There were the two police officers who refused to leave a man to die in a burning car that was about to explode. In fact, the woman officer climbed into the car as flames engulfed it, and refused to go until help arrived to drag him from the wreckage. There was the volunteer doctor who performed a life-saving amputation, 100 feet above the ground on top of a piece of machinery.

Then there was the Welsh paramedic who stayed on a beach caring for an injured patient while the tide rolled in, until, with a rescue helicopter overhead, he was desperately holding the man's head above the waves.

And there was the schoolboy who ran across the road to intervene when he saw a girl attacked with a knife, rugby-tackled the assailant, and then fought off blows that left him bleeding from multiple wounds. His was the award for a "member of the public" who had behaved heroically. His explanation was typical of them all: "I saw it happen, and just ran across to help."

The programme was a tribute to humanity at its best, as well as to the courage of our emergency services. The default testimony of the winners was simple: "I just did what I could." It never seemed to occur to any of them to pass by on the other side. Indeed, the whole programme was built around the assumption that, if someone was in trouble, it was "normal" to help them, even at the risk of one's own life.

It was marred only, for this reviewer, by the show-business-style production, with gorgeously clad celebrities handing over the awards, kissing the winners, and offering a few patronising comments. It seemed like a case of real life meeting fantasy world.

A factually based drama, The Best of Men (BBC2, Thursday of last week), told the story of Dr Lud- wig Guttmann, the German/Jewish émigré doctor who used sport at Stoke Mandeville Hospital, at the end of the Second World War, as a means of rehabilitation for servicemen with crippling spinal injuries. It presented a compelling portrait of this awkward but brilliant man. His work led in due course to the Stoke Mandeville Games, the linear predecessors of our present Paralympics.

Needless to say, his ideas were not readily accepted. "Cruel" was the word the ward sister used. Could throwing balls and playing wheelchair hockey really transform their lives?

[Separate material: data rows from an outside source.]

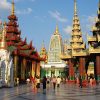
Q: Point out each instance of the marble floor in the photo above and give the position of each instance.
(65, 92)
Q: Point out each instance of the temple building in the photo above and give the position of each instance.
(94, 46)
(76, 51)
(55, 66)
(26, 59)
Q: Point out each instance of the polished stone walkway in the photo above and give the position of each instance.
(65, 92)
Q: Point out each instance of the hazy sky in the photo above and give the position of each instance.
(37, 19)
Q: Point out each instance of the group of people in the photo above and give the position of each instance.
(45, 81)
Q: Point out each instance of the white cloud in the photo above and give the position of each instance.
(89, 22)
(23, 0)
(58, 16)
(91, 19)
(5, 5)
(25, 11)
(68, 29)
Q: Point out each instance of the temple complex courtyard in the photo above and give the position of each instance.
(65, 92)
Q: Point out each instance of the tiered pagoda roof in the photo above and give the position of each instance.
(77, 44)
(14, 43)
(77, 47)
(43, 52)
(94, 41)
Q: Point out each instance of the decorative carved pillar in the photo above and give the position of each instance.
(33, 69)
(23, 67)
(38, 69)
(98, 68)
(71, 70)
(15, 66)
(82, 67)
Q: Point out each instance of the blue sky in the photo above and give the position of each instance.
(37, 19)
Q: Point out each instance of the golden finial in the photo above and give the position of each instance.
(75, 7)
(99, 3)
(3, 41)
(57, 30)
(43, 44)
(13, 7)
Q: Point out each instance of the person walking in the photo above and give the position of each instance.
(38, 83)
(54, 80)
(80, 81)
(58, 81)
(44, 84)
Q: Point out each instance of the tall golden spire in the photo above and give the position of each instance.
(43, 44)
(13, 8)
(3, 41)
(57, 30)
(75, 8)
(76, 41)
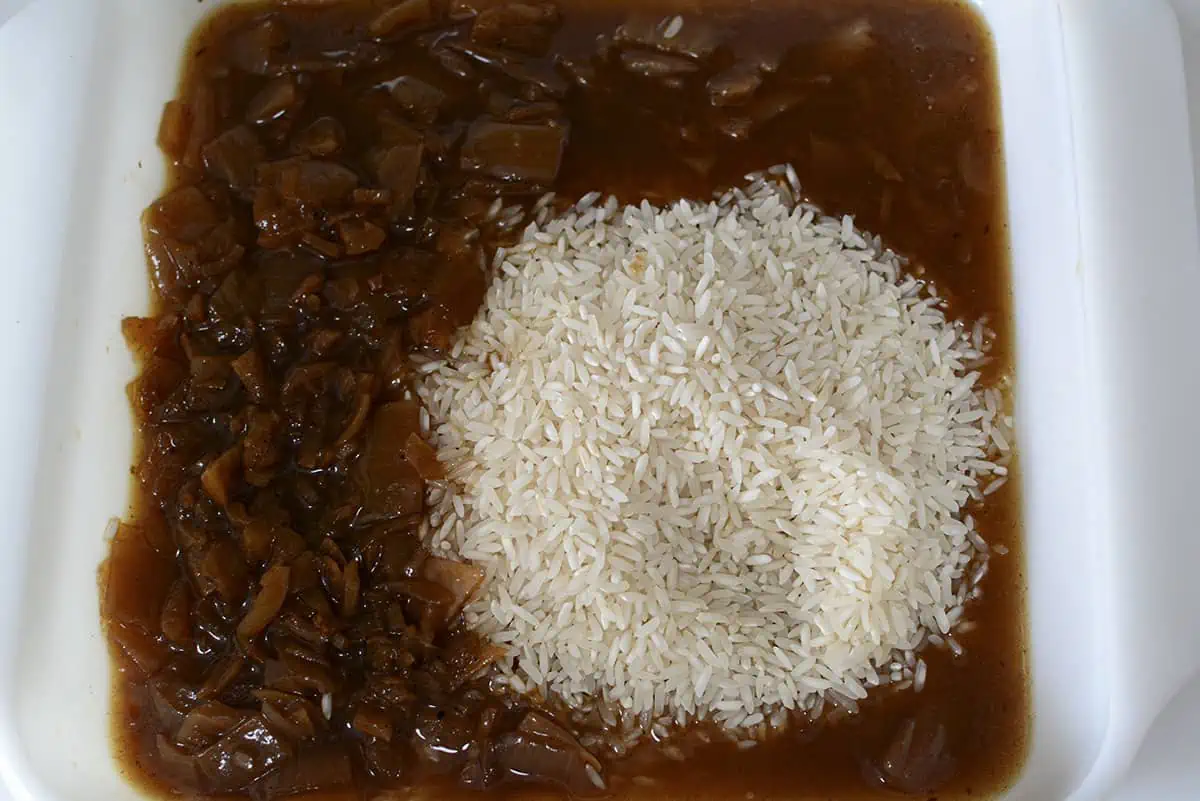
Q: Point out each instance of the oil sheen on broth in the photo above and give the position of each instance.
(888, 112)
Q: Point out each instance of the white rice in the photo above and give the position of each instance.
(714, 458)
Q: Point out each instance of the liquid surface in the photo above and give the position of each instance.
(289, 294)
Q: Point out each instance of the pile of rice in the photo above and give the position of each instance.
(714, 458)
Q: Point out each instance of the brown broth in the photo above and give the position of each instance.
(904, 136)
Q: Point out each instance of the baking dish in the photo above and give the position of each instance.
(1104, 257)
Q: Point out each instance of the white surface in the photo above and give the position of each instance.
(81, 272)
(1167, 768)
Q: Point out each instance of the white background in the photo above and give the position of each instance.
(1168, 768)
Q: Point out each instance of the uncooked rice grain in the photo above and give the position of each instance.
(714, 458)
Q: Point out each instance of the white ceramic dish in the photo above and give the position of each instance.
(1104, 260)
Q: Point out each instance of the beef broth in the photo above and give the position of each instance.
(341, 173)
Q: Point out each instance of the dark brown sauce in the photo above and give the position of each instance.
(888, 109)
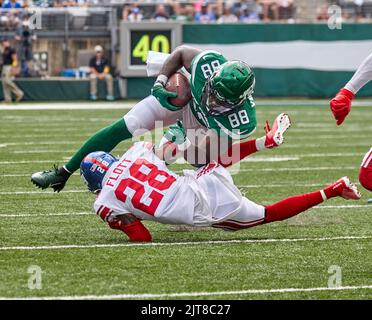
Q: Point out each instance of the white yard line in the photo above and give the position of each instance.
(129, 104)
(27, 162)
(352, 206)
(41, 192)
(70, 106)
(171, 244)
(191, 294)
(28, 215)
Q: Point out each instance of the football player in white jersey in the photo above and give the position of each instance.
(341, 106)
(139, 186)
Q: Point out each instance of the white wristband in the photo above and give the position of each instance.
(163, 79)
(182, 147)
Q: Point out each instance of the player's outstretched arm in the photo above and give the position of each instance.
(274, 138)
(181, 57)
(132, 227)
(341, 103)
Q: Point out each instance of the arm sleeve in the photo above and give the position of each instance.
(91, 63)
(362, 76)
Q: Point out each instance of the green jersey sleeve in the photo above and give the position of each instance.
(237, 125)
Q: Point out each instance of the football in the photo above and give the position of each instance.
(180, 84)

The Paralympic Games surely vindicate the reputation of this bold, unconventional pioneer.

Has anyone noted a cooling-off in the British public's love affair with soap opera? The evidence is two-fold: steadily declining audience figures (Coronation Street and EastEnders down about a third from their peak); and the desperate attempts by production teams to win back those missing millions.

So far, bringing back long-departed characters, spicing up the storylines, violence, sex, and bitter feuding have failed. I wonder whether if they might try going back to those likeable, ordinary, characters of yesteryear, such as Ena Sharples and the Duckworths.